13. You have more meals in your kitchen than you probably realise.
Forget about baked beans or a home delivered pizza when you can’t be bothered getting out of your pyjamas. Arborio rice, an onion, chicken stock, parmesan and almost any vegetable or even just a splash of balsamic and you have a proper risotto. Good olive oil, garlic, a leek, ripe tomatoes, basil or parsley, any good pasta and some parmesan or pecorino and you have a flavoursome, simple pasta. And a stale Italian bread roll, ripe tomatoes, basil, oil and balsamic is all you need for a classic peasant bread salad. Keeping quality dried pasta, Arborio rice and a lump of parmesan in the house certainly helps.
14. Be lazy. Line your baking trays.
OK, this sounds like something that grandma would tell you, but lining baking or grilling trays saves scrubbing them to get off the baked on bits. Use baking paper or tinfoil, go right to, or over the edge of the tray and you’ll have another couple of minutes to do more important things, like watching sport.
15. Don’t throw out the bits you don’t use.
It comes with practice, but the green king prawns that you bought for the entrée have heads that will make a wonderful soup or shellfish stock for risottos or sauces. The chicken that you use to make your own stock is then perfect for a chicken pie or the classic chicken sambos. Don’t just think of leftovers as leftovers. A piece of Chinese BBQ pork (char siu) with some egg, rice and spring onions is a long way towards fried rice. Good day-old Italian bread helps make a good bread and tomato salad, and, even leftover spaghetti turns into a pasta frittata with some eggs and parmesan.

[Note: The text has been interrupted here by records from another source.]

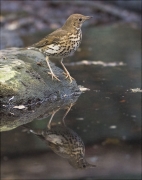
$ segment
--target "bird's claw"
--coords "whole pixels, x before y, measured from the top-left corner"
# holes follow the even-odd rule
[[[70,83],[72,83],[72,81],[74,80],[74,78],[73,78],[73,77],[71,77],[70,73],[63,72],[63,74],[66,76],[66,77],[65,77],[65,79],[69,78]]]

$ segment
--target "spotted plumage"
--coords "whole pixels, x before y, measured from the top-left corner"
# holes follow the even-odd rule
[[[38,50],[45,54],[46,62],[49,67],[52,79],[60,81],[53,73],[48,57],[61,58],[61,65],[64,69],[66,78],[72,82],[72,77],[63,64],[63,58],[71,56],[79,47],[82,40],[81,26],[84,21],[90,19],[90,16],[81,14],[72,14],[65,22],[65,24],[56,31],[52,32],[38,43],[28,47],[28,49]]]

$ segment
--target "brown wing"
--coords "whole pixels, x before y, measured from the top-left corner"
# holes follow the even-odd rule
[[[35,48],[42,48],[50,44],[58,44],[61,38],[67,38],[67,31],[62,29],[57,29],[53,33],[47,35],[45,38],[41,39],[39,42],[32,45]]]

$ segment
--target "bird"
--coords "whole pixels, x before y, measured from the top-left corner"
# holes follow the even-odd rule
[[[82,40],[82,24],[90,18],[92,16],[72,14],[61,28],[53,31],[39,42],[27,47],[27,49],[40,51],[45,55],[45,60],[50,70],[48,74],[51,75],[52,80],[56,79],[60,81],[52,71],[49,64],[49,57],[61,58],[60,63],[64,69],[65,78],[68,78],[70,83],[72,83],[74,78],[71,77],[63,64],[63,58],[71,56],[77,50]]]
[[[79,135],[65,125],[64,118],[71,107],[67,109],[62,119],[62,124],[51,125],[54,111],[47,128],[33,130],[30,132],[42,139],[57,155],[66,158],[68,163],[75,169],[94,168],[96,165],[89,164],[85,159],[85,146]]]

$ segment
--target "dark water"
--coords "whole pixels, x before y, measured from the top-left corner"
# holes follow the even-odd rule
[[[88,64],[77,64],[83,60]],[[140,30],[126,25],[83,29],[79,51],[64,62],[77,83],[90,89],[75,100],[65,118],[66,126],[81,137],[87,161],[97,167],[74,169],[37,136],[23,132],[19,126],[1,132],[1,177],[140,179]],[[53,124],[61,122],[64,113],[64,109],[58,111]],[[31,119],[28,125],[43,129],[49,119]]]

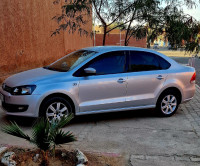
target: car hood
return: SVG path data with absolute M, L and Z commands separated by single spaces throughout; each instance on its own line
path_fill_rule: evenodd
M 5 83 L 10 87 L 30 85 L 30 84 L 35 84 L 37 81 L 47 80 L 49 78 L 55 78 L 56 75 L 59 74 L 61 74 L 61 72 L 47 70 L 44 68 L 36 68 L 8 77 L 5 80 Z

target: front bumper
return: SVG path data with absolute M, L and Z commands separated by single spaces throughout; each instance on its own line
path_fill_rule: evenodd
M 6 114 L 14 116 L 38 117 L 40 95 L 14 96 L 0 87 L 0 93 L 4 96 L 1 109 Z

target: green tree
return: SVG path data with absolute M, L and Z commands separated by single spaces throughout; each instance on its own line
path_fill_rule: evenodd
M 163 3 L 166 7 L 162 7 Z M 166 24 L 167 17 L 173 16 L 171 12 L 182 14 L 181 5 L 193 8 L 196 3 L 195 0 L 66 0 L 62 15 L 54 17 L 62 24 L 53 34 L 67 28 L 69 32 L 78 30 L 80 34 L 88 34 L 83 25 L 89 21 L 86 16 L 93 12 L 97 24 L 103 27 L 102 45 L 105 45 L 107 34 L 116 28 L 126 31 L 124 45 L 128 45 L 131 37 L 146 37 L 150 28 L 149 42 L 161 33 L 161 25 Z

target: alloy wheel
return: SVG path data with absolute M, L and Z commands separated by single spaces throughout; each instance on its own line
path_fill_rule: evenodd
M 63 116 L 68 116 L 69 111 L 65 104 L 61 102 L 52 103 L 46 111 L 46 117 L 50 123 L 60 121 Z
M 174 95 L 167 95 L 161 102 L 161 110 L 164 114 L 171 114 L 176 110 L 177 99 Z

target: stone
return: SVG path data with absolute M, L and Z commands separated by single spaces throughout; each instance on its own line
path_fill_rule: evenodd
M 7 147 L 0 147 L 0 154 L 3 153 L 6 149 Z
M 78 164 L 78 165 L 76 165 L 76 166 L 85 166 L 85 164 Z
M 87 157 L 83 154 L 83 152 L 81 152 L 79 149 L 75 150 L 76 153 L 76 158 L 77 158 L 77 164 L 78 166 L 81 166 L 80 164 L 87 164 L 88 163 L 88 159 Z
M 13 160 L 14 156 L 14 152 L 6 152 L 1 158 L 1 163 L 6 166 L 16 166 L 16 162 Z
M 61 156 L 62 156 L 62 157 L 66 157 L 67 154 L 62 152 Z
M 200 157 L 190 157 L 190 160 L 193 162 L 200 162 Z
M 39 154 L 36 154 L 34 157 L 33 157 L 33 161 L 36 163 L 39 159 Z

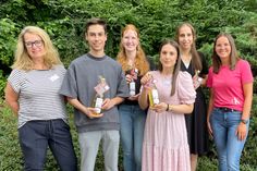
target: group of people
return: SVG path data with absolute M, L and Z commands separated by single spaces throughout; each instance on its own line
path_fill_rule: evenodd
M 5 101 L 19 117 L 25 170 L 44 170 L 48 147 L 61 170 L 78 170 L 66 101 L 74 107 L 82 171 L 94 171 L 100 142 L 105 170 L 118 171 L 120 139 L 125 171 L 195 171 L 198 156 L 208 152 L 209 135 L 215 139 L 219 170 L 240 170 L 253 74 L 230 34 L 217 36 L 209 70 L 196 50 L 196 33 L 189 23 L 178 27 L 175 40 L 162 41 L 157 70 L 133 24 L 122 29 L 117 60 L 105 53 L 103 20 L 86 23 L 85 39 L 89 51 L 65 70 L 44 29 L 26 26 L 19 36 Z M 99 76 L 105 78 L 106 90 L 101 113 L 96 113 L 93 100 Z M 152 83 L 159 102 L 150 106 Z M 209 107 L 204 86 L 210 88 Z

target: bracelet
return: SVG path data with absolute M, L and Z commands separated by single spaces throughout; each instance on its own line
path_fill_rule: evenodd
M 170 110 L 170 107 L 169 107 L 170 105 L 169 103 L 167 103 L 167 108 L 166 108 L 166 111 L 169 111 Z

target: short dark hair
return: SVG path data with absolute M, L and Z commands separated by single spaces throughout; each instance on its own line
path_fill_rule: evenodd
M 105 33 L 107 33 L 106 21 L 102 19 L 99 19 L 99 17 L 93 17 L 93 19 L 89 19 L 86 23 L 85 30 L 84 30 L 85 34 L 87 34 L 87 30 L 88 30 L 89 26 L 91 26 L 91 25 L 101 25 L 105 29 Z

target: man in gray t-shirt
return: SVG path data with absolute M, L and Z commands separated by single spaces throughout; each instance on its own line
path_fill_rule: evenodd
M 120 144 L 120 123 L 117 106 L 128 97 L 124 73 L 121 65 L 105 54 L 107 40 L 106 22 L 91 19 L 85 28 L 89 52 L 78 57 L 70 64 L 60 94 L 68 97 L 74 107 L 75 124 L 81 147 L 81 170 L 94 171 L 95 160 L 102 139 L 105 170 L 118 171 Z M 102 113 L 94 114 L 91 107 L 98 84 L 103 76 L 110 87 L 105 93 Z

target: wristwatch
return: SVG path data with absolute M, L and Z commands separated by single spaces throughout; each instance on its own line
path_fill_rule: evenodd
M 241 119 L 240 121 L 241 123 L 244 123 L 244 124 L 247 124 L 249 122 L 249 120 L 244 120 L 244 119 Z

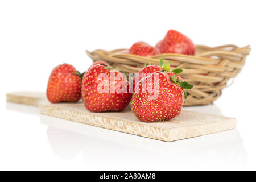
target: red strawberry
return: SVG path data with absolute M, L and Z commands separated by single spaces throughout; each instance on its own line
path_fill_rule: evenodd
M 82 98 L 89 111 L 121 111 L 128 105 L 131 96 L 129 82 L 119 71 L 96 64 L 84 75 Z
M 191 40 L 174 30 L 168 31 L 164 39 L 156 46 L 162 53 L 177 53 L 193 55 L 195 47 Z
M 129 53 L 141 56 L 150 57 L 160 53 L 158 48 L 143 42 L 134 44 L 129 49 Z
M 136 84 L 132 111 L 143 122 L 168 121 L 180 113 L 187 96 L 183 89 L 192 87 L 177 79 L 176 75 L 169 77 L 163 72 L 151 73 Z
M 63 64 L 55 67 L 48 82 L 48 100 L 53 103 L 77 102 L 81 98 L 81 76 L 71 65 Z
M 139 80 L 141 80 L 143 77 L 147 77 L 148 75 L 151 73 L 153 73 L 156 72 L 160 71 L 161 70 L 166 70 L 168 72 L 168 75 L 169 76 L 172 76 L 174 75 L 176 75 L 177 78 L 180 79 L 180 80 L 182 80 L 182 78 L 180 77 L 180 76 L 174 72 L 170 72 L 170 61 L 167 63 L 166 64 L 163 64 L 163 60 L 162 59 L 160 59 L 160 64 L 159 65 L 148 65 L 147 66 L 146 66 L 145 67 L 143 68 L 137 75 L 136 77 L 134 79 L 134 86 L 135 84 L 137 82 L 138 82 Z

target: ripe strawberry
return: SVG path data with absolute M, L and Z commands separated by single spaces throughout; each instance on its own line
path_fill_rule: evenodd
M 179 70 L 177 72 L 180 72 L 181 69 Z M 183 89 L 192 87 L 175 74 L 170 77 L 164 72 L 151 73 L 136 84 L 132 111 L 143 122 L 168 121 L 180 113 L 187 96 Z
M 166 70 L 167 72 L 167 74 L 169 76 L 174 76 L 174 75 L 176 75 L 177 78 L 180 79 L 180 80 L 182 80 L 182 78 L 180 77 L 179 75 L 174 72 L 170 72 L 170 61 L 164 65 L 163 64 L 164 64 L 163 60 L 161 59 L 159 65 L 155 64 L 153 65 L 150 64 L 143 68 L 136 75 L 136 77 L 134 79 L 133 88 L 135 88 L 134 87 L 135 83 L 137 83 L 143 77 L 147 77 L 148 75 L 151 73 L 153 73 L 154 72 L 158 72 L 161 70 Z
M 104 64 L 93 65 L 84 75 L 82 100 L 91 111 L 121 111 L 131 98 L 129 82 L 121 72 Z
M 158 48 L 143 42 L 138 42 L 131 47 L 129 53 L 141 56 L 151 57 L 159 54 L 160 51 Z
M 82 76 L 69 64 L 55 67 L 51 73 L 46 95 L 53 103 L 77 102 L 81 98 Z
M 195 47 L 192 40 L 174 30 L 168 31 L 164 39 L 156 46 L 162 53 L 177 53 L 193 55 Z

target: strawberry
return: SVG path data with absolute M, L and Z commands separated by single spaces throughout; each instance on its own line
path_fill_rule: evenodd
M 195 47 L 192 40 L 181 33 L 170 30 L 164 39 L 156 46 L 162 53 L 177 53 L 193 55 Z
M 172 76 L 174 75 L 176 75 L 179 79 L 182 80 L 182 78 L 178 75 L 176 75 L 174 72 L 170 72 L 170 61 L 164 65 L 163 64 L 164 64 L 163 60 L 161 59 L 159 65 L 155 64 L 151 65 L 150 63 L 150 65 L 147 66 L 145 65 L 145 67 L 143 68 L 140 71 L 139 71 L 139 72 L 136 75 L 136 77 L 134 79 L 133 88 L 135 88 L 134 87 L 135 83 L 138 82 L 143 77 L 147 77 L 148 75 L 151 73 L 153 73 L 154 72 L 158 72 L 161 70 L 167 71 L 167 72 L 168 72 L 167 74 L 169 75 L 169 76 Z
M 106 65 L 92 66 L 82 79 L 82 98 L 85 107 L 93 112 L 121 111 L 131 98 L 126 78 Z
M 176 69 L 174 73 L 181 71 Z M 180 113 L 187 96 L 184 89 L 191 89 L 193 85 L 178 79 L 176 74 L 170 77 L 166 71 L 156 72 L 136 84 L 131 110 L 139 119 L 146 122 L 164 121 Z
M 141 56 L 151 57 L 159 54 L 160 51 L 158 48 L 148 45 L 143 42 L 138 42 L 131 47 L 129 53 Z
M 69 64 L 55 67 L 51 73 L 46 95 L 53 103 L 77 102 L 81 98 L 82 75 Z

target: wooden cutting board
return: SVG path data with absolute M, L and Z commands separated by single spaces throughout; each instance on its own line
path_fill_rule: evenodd
M 42 92 L 11 92 L 6 94 L 6 99 L 38 106 L 43 114 L 166 142 L 230 130 L 236 125 L 234 118 L 187 110 L 169 121 L 145 123 L 136 118 L 130 106 L 121 112 L 92 113 L 81 101 L 51 104 Z

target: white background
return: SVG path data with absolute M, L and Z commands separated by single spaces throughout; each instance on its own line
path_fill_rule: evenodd
M 256 169 L 254 1 L 0 1 L 0 169 Z M 213 105 L 235 130 L 166 143 L 40 115 L 6 102 L 45 91 L 64 62 L 85 71 L 85 50 L 155 45 L 169 29 L 196 44 L 250 44 L 246 65 Z M 69 130 L 67 131 L 67 130 Z

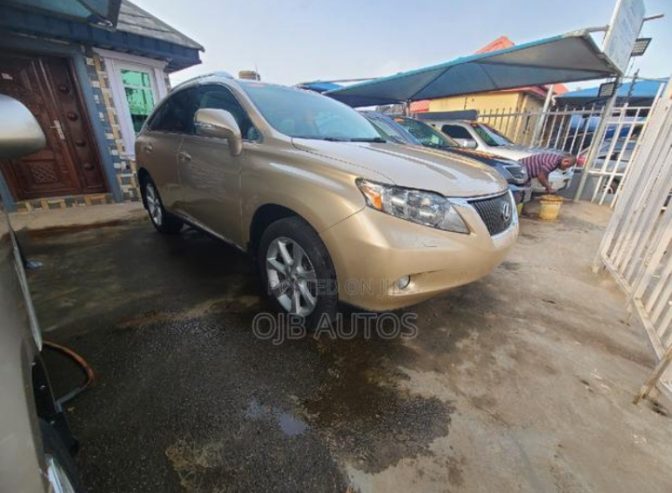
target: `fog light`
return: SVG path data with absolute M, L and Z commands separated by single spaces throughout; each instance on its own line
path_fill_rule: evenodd
M 400 277 L 395 283 L 397 289 L 406 289 L 409 284 L 411 284 L 411 276 Z

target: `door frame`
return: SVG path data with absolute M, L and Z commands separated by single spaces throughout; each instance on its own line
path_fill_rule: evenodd
M 117 181 L 117 173 L 114 169 L 112 155 L 109 152 L 109 143 L 105 137 L 105 127 L 98 116 L 100 108 L 93 97 L 91 79 L 86 66 L 86 56 L 82 52 L 81 45 L 55 44 L 50 41 L 28 38 L 11 34 L 4 34 L 0 46 L 3 48 L 29 55 L 57 56 L 67 58 L 73 72 L 75 83 L 78 86 L 82 104 L 86 111 L 91 136 L 98 151 L 98 158 L 102 167 L 103 175 L 107 184 L 108 192 L 112 194 L 115 202 L 123 202 L 121 186 Z M 101 101 L 102 104 L 102 101 Z M 10 192 L 5 177 L 0 173 L 0 194 L 7 211 L 16 210 L 16 199 Z

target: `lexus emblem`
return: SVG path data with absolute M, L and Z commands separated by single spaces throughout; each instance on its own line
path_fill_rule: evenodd
M 502 204 L 502 221 L 505 223 L 509 222 L 511 219 L 511 204 L 509 202 L 504 202 Z

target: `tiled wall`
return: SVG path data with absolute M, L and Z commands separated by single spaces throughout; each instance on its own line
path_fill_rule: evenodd
M 104 151 L 109 152 L 112 156 L 114 170 L 124 195 L 124 200 L 139 200 L 140 192 L 135 174 L 135 161 L 124 157 L 126 155 L 124 142 L 121 138 L 117 111 L 112 101 L 110 81 L 105 69 L 105 61 L 93 51 L 88 51 L 86 53 L 86 66 L 93 88 L 93 99 L 98 106 L 98 118 L 100 118 L 105 129 L 107 149 Z M 104 151 L 101 150 L 101 152 Z

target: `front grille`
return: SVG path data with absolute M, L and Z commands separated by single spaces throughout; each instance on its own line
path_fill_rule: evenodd
M 516 206 L 511 201 L 509 193 L 491 197 L 488 199 L 476 199 L 469 201 L 481 216 L 491 236 L 506 231 L 513 223 L 516 214 Z

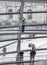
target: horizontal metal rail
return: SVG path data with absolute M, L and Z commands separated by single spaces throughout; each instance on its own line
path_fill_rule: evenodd
M 0 47 L 0 49 L 3 48 L 3 47 L 9 46 L 9 45 L 15 44 L 16 42 L 17 42 L 17 41 L 13 41 L 13 42 L 11 42 L 11 43 L 9 43 L 9 44 L 3 45 L 3 46 Z
M 38 14 L 38 13 L 47 13 L 47 11 L 32 11 L 32 12 L 23 12 L 23 14 Z M 13 14 L 20 14 L 20 12 L 13 12 L 13 13 L 0 13 L 0 15 L 13 15 Z
M 18 31 L 18 32 L 19 32 L 19 31 L 21 31 L 21 30 L 0 30 L 0 31 L 5 31 L 5 32 L 6 32 L 6 31 L 9 31 L 9 32 Z M 34 31 L 34 32 L 35 32 L 35 31 L 47 31 L 47 30 L 45 30 L 45 29 L 44 29 L 44 30 L 43 30 L 43 29 L 35 29 L 35 30 L 27 29 L 27 30 L 24 30 L 24 31 L 25 31 L 25 32 L 26 32 L 26 31 Z
M 41 62 L 41 61 L 47 61 L 47 59 L 45 60 L 35 60 L 34 62 Z M 29 61 L 10 61 L 10 62 L 1 62 L 0 65 L 7 65 L 7 64 L 17 64 L 17 63 L 29 63 L 30 64 L 30 60 Z M 32 62 L 31 62 L 32 63 Z
M 25 37 L 25 38 L 21 38 L 21 40 L 27 40 L 27 39 L 40 39 L 40 38 L 47 38 L 47 36 Z M 14 41 L 14 40 L 18 40 L 18 38 L 4 39 L 4 40 L 0 40 L 0 42 Z
M 47 24 L 30 24 L 30 25 L 25 25 L 25 27 L 36 27 L 36 26 L 47 26 Z M 5 29 L 5 28 L 16 28 L 19 27 L 19 25 L 16 26 L 2 26 L 0 29 Z
M 42 51 L 42 50 L 47 50 L 47 48 L 40 48 L 40 49 L 36 49 L 35 51 Z M 23 52 L 30 52 L 30 50 L 20 50 L 20 51 L 23 51 Z M 15 54 L 15 53 L 18 53 L 18 51 L 11 51 L 11 52 L 6 52 L 6 54 Z M 3 53 L 0 53 L 0 56 L 3 55 Z
M 31 32 L 14 32 L 14 33 L 0 33 L 0 36 L 7 36 L 7 35 L 18 35 L 18 34 L 21 34 L 21 35 L 25 35 L 25 34 L 47 34 L 46 31 L 31 31 Z

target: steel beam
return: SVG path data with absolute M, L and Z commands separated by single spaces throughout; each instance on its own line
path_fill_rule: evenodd
M 32 13 L 32 14 L 41 14 L 41 13 L 47 13 L 47 11 L 32 11 L 32 12 L 23 12 L 23 14 L 30 14 L 30 13 Z M 13 13 L 0 13 L 0 15 L 14 15 L 14 14 L 20 14 L 20 12 L 13 12 Z
M 7 35 L 25 35 L 25 34 L 47 34 L 47 31 L 31 31 L 31 32 L 15 32 L 15 33 L 0 33 L 0 36 L 7 36 Z
M 47 23 L 46 24 L 26 24 L 25 27 L 37 27 L 37 26 L 47 26 Z M 19 25 L 15 25 L 15 26 L 2 26 L 0 27 L 0 29 L 6 29 L 6 28 L 16 28 L 16 27 L 19 27 Z
M 0 49 L 3 48 L 3 47 L 7 47 L 7 46 L 9 46 L 9 45 L 15 44 L 16 42 L 17 42 L 17 41 L 13 41 L 13 42 L 11 42 L 11 43 L 9 43 L 9 44 L 3 45 L 3 46 L 0 47 Z
M 47 36 L 25 37 L 25 38 L 21 38 L 21 40 L 27 40 L 27 39 L 41 39 L 41 38 L 47 38 Z M 18 40 L 18 38 L 4 39 L 4 40 L 0 40 L 0 42 L 13 41 L 13 40 Z
M 12 1 L 12 2 L 21 2 L 21 0 L 0 0 L 0 1 Z M 24 2 L 34 2 L 34 3 L 46 3 L 47 0 L 23 0 Z

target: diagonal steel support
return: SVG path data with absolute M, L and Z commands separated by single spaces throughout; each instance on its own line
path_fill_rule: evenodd
M 24 9 L 24 2 L 23 0 L 21 0 L 21 7 L 20 7 L 20 19 L 23 17 L 23 9 Z M 21 30 L 21 20 L 19 22 L 19 31 Z M 21 34 L 18 34 L 18 44 L 17 44 L 17 58 L 16 58 L 16 61 L 20 61 L 20 55 L 19 55 L 19 52 L 20 52 L 20 46 L 21 46 Z M 20 65 L 20 64 L 17 64 L 17 65 Z

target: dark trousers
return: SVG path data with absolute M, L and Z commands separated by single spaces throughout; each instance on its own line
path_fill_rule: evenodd
M 22 25 L 22 32 L 24 32 L 25 25 Z

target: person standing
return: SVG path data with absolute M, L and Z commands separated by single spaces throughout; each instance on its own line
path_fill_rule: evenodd
M 22 21 L 22 32 L 24 32 L 24 30 L 25 30 L 25 18 L 24 17 L 22 17 L 22 19 L 21 19 L 21 21 Z

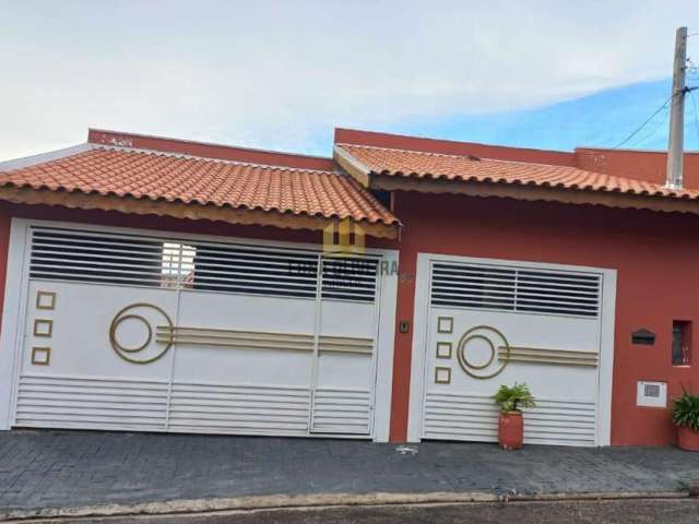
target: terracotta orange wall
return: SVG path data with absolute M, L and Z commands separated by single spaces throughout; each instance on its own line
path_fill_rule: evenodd
M 667 154 L 659 151 L 576 150 L 578 167 L 619 177 L 665 183 Z M 684 156 L 684 186 L 699 188 L 699 153 Z
M 87 142 L 92 144 L 116 145 L 120 147 L 135 147 L 141 150 L 164 151 L 183 155 L 201 156 L 204 158 L 221 158 L 226 160 L 249 162 L 252 164 L 296 167 L 303 169 L 332 170 L 332 158 L 275 151 L 251 150 L 233 145 L 208 144 L 189 140 L 166 139 L 146 134 L 122 133 L 91 129 Z
M 453 140 L 434 140 L 402 134 L 376 133 L 354 129 L 335 128 L 335 143 L 370 145 L 396 150 L 423 151 L 442 155 L 475 155 L 498 160 L 533 162 L 559 166 L 574 166 L 572 152 L 532 150 L 528 147 L 505 147 L 500 145 L 457 142 Z
M 418 252 L 618 270 L 612 443 L 674 441 L 667 409 L 636 407 L 636 382 L 667 381 L 671 397 L 680 384 L 699 391 L 697 341 L 695 366 L 674 368 L 671 359 L 673 320 L 699 322 L 699 217 L 459 195 L 400 193 L 395 201 L 405 224 L 401 273 L 414 276 Z M 399 285 L 399 321 L 413 323 L 414 293 L 414 279 Z M 630 344 L 631 332 L 640 327 L 656 333 L 654 346 Z M 411 334 L 396 333 L 395 442 L 406 438 L 411 352 Z

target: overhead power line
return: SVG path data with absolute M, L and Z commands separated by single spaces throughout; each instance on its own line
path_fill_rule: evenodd
M 626 139 L 624 139 L 621 142 L 619 142 L 618 144 L 616 144 L 614 147 L 612 147 L 613 150 L 618 150 L 619 147 L 621 147 L 624 144 L 626 144 L 629 140 L 631 140 L 633 136 L 636 136 L 638 133 L 641 132 L 641 130 L 648 126 L 648 123 L 653 120 L 653 118 L 663 109 L 665 109 L 667 107 L 667 104 L 670 104 L 670 100 L 672 100 L 675 97 L 675 93 L 673 93 L 672 95 L 670 95 L 667 97 L 667 99 L 663 103 L 662 106 L 660 106 L 657 109 L 655 109 L 655 111 L 653 111 L 653 114 L 648 117 L 648 119 L 641 123 L 636 131 L 633 131 L 631 134 L 629 134 Z
M 695 129 L 697 130 L 697 140 L 699 141 L 699 110 L 697 109 L 697 98 L 695 98 L 695 90 L 694 87 L 689 90 L 689 96 L 691 97 L 691 105 L 695 107 Z

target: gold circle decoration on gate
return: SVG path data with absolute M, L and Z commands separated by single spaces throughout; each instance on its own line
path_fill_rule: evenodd
M 147 311 L 147 313 L 144 312 L 143 310 Z M 137 314 L 137 312 L 141 314 Z M 119 355 L 119 357 L 121 357 L 127 362 L 131 362 L 131 364 L 154 362 L 155 360 L 161 358 L 163 355 L 165 355 L 168 352 L 168 349 L 173 346 L 171 341 L 167 342 L 164 345 L 164 347 L 158 352 L 156 352 L 154 355 L 151 354 L 149 356 L 139 358 L 140 354 L 146 350 L 151 346 L 151 343 L 153 342 L 153 325 L 151 321 L 149 321 L 149 319 L 145 317 L 146 314 L 149 317 L 155 315 L 158 319 L 163 319 L 169 332 L 173 331 L 173 321 L 170 320 L 168 314 L 165 312 L 165 310 L 163 310 L 162 308 L 158 308 L 157 306 L 154 306 L 152 303 L 146 303 L 146 302 L 137 302 L 121 309 L 114 317 L 114 319 L 111 320 L 111 324 L 109 325 L 109 343 L 111 344 L 111 348 L 115 350 L 115 353 Z M 117 329 L 119 327 L 119 324 L 121 324 L 121 322 L 126 320 L 135 320 L 145 325 L 147 330 L 147 335 L 143 343 L 137 346 L 129 347 L 129 346 L 122 345 L 119 342 L 118 340 L 119 337 L 117 336 Z
M 500 344 L 495 344 L 493 338 L 499 340 Z M 485 364 L 472 364 L 469 361 L 466 346 L 470 342 L 476 340 L 485 341 L 490 348 L 490 357 Z M 486 369 L 496 359 L 499 347 L 503 347 L 506 349 L 506 355 L 500 367 L 488 374 L 479 374 L 478 371 Z M 476 325 L 461 335 L 459 344 L 457 345 L 457 359 L 459 360 L 461 369 L 463 369 L 469 377 L 481 380 L 491 379 L 493 377 L 500 374 L 507 366 L 507 362 L 510 359 L 510 344 L 507 342 L 505 335 L 495 327 L 489 325 Z

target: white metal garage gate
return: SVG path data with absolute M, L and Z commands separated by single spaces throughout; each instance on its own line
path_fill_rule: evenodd
M 525 442 L 608 444 L 614 282 L 609 270 L 420 255 L 410 437 L 497 441 L 491 397 L 525 382 L 537 402 Z
M 379 261 L 27 227 L 10 424 L 369 438 Z

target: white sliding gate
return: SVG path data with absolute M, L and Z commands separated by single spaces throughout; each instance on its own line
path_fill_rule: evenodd
M 23 262 L 21 284 L 9 281 L 22 287 L 9 425 L 386 439 L 374 429 L 376 404 L 388 428 L 375 389 L 392 345 L 378 335 L 381 296 L 395 299 L 378 271 L 386 252 L 13 231 L 24 248 L 11 254 Z M 3 333 L 3 355 L 8 344 Z
M 420 254 L 411 440 L 497 441 L 525 382 L 524 441 L 609 443 L 615 272 Z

16. Drive your partner mad; save lots of takeaway containers.
I have cupboards full of them, and it drives my wife nuts. But… when I’m preparing a dinner party and I want everything done beforehand and stacked in the fridge, they are really useful. From chopped leek and celery for the start of a risotto to peeled prawns to the coulis for the pudding, I go through a million of them. The only problem is eating enough takeaway.